Beim Sohn sind die Coronatests – trotz aller typischen Krankheitssymptome – negativ. Ist es doch nur ein Infekt? Oder eine Corona-Variante, auf die die Schnelltest nicht eingestellt sind? Ich lese, dass bei Geimpften sofort die Antikörper loslegen, die Viren sich deshalb langsamer vermehren als bei Ungeimpften und dementsprechend im Rachenraum oft nicht genügend vorhanden sind, um Corona im Schnelltest nachzuweisen. So oder so warte ich es gespannt ab, denn in der nächsten Woche will ich wegfahren, was nur geht, wenn ich weiterhin gesund bleibe.

Vor einem Monat gab es in Warschau Dreharbeiten für Werbeclips, bei denen ich als Handspielerin für die Puppe dabei war. Vorher hatte ich beim Bau des Fuchses mitgearbeitet und dabei Arme, Beine und auch die fitzelkleinen Finger und Hände gebaut und mit Stoff überzogen. Jetzt ist der erste Clip der Reihe mit dem Verifox-Fuchs im Netz. Weitere werden folgen, vermutlich begegnet man ihnen in der nächsten Zeit immer mal wieder im Internet und Fernsehen.
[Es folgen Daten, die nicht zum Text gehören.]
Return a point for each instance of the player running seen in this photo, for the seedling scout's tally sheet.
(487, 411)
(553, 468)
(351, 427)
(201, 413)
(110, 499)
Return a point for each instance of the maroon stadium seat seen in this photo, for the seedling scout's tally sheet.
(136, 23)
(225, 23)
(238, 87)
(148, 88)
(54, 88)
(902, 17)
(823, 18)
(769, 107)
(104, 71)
Internes für Nicht-Puppenspieler: Wäre ich beim Filmen für die Set-Einrichtung zuständig, gäbe es in den Möbeln genug Platz, Hohlräume und Durchbrüche für Puppenspieler und Spielstäbe. Das sehen die Ausstatter und die Kostenstelle einer Produktion natürlich anders. In diesem Fall mussten wir an einem normalen Sofa mit sehr dicker Rückwand spielen. Für eine Fünf-Sekunden-Szene ein Loch ins Sofa bohren, wollte – außer den Puppenspielern – keiner. Wir probierten ein bisschen herum, und schließlich lag ich vor dem Sofa platt auf dem Boden, führte den Stab der rechten Fuchshand und achtete darauf, dass die Fuchsfinger eng auf den Tasten des Instrumentes liegen blieben. Auch bei der leichten Drehung, was nicht ganz einfach war. Im schnellen Werbungsschnitt ist gar nicht zu erfassen, wie viel Arbeit und Konzentration hinter so einer kurzen Szene liegen. Da dreht sich der Fuchs zur Kamera und ZACK! AUS! Bleibt die Frage, ob er wirklich in das Instrument gepustet hat. Und wenn ja, wie.
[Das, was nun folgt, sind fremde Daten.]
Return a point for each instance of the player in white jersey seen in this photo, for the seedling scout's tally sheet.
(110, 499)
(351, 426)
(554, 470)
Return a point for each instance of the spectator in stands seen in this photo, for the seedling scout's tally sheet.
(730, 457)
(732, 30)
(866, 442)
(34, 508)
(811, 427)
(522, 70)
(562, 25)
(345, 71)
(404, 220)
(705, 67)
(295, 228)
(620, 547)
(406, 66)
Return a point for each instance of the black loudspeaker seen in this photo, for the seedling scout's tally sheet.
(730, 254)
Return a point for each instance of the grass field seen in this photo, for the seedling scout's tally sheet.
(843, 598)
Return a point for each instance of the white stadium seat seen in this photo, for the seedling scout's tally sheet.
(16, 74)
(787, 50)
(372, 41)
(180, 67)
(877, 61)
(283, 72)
Am Ende der Woche hat der Sohn einen positiven Coronatest, eine ärztliche Begutachtung und eine Krankschreibung. Auch wenn es ihm täglich etwas besser geht, hat es ihn voll erwischt. Corona eben. Das ist schon etwas heftiger als ein Erkältungsvirus. Die nächsten Tage kann er in aller Ruhe schlafen, schwitzen, husten und gesunden. Wird schon. Ich bin am Samstagmorgen immer noch fit und gesund, was bedeutet, dass ich mich sehr sicher nicht angesteckt habe. Prima! Dann kann ich meine Tasche packen und in der nächsten Woche wegfahren.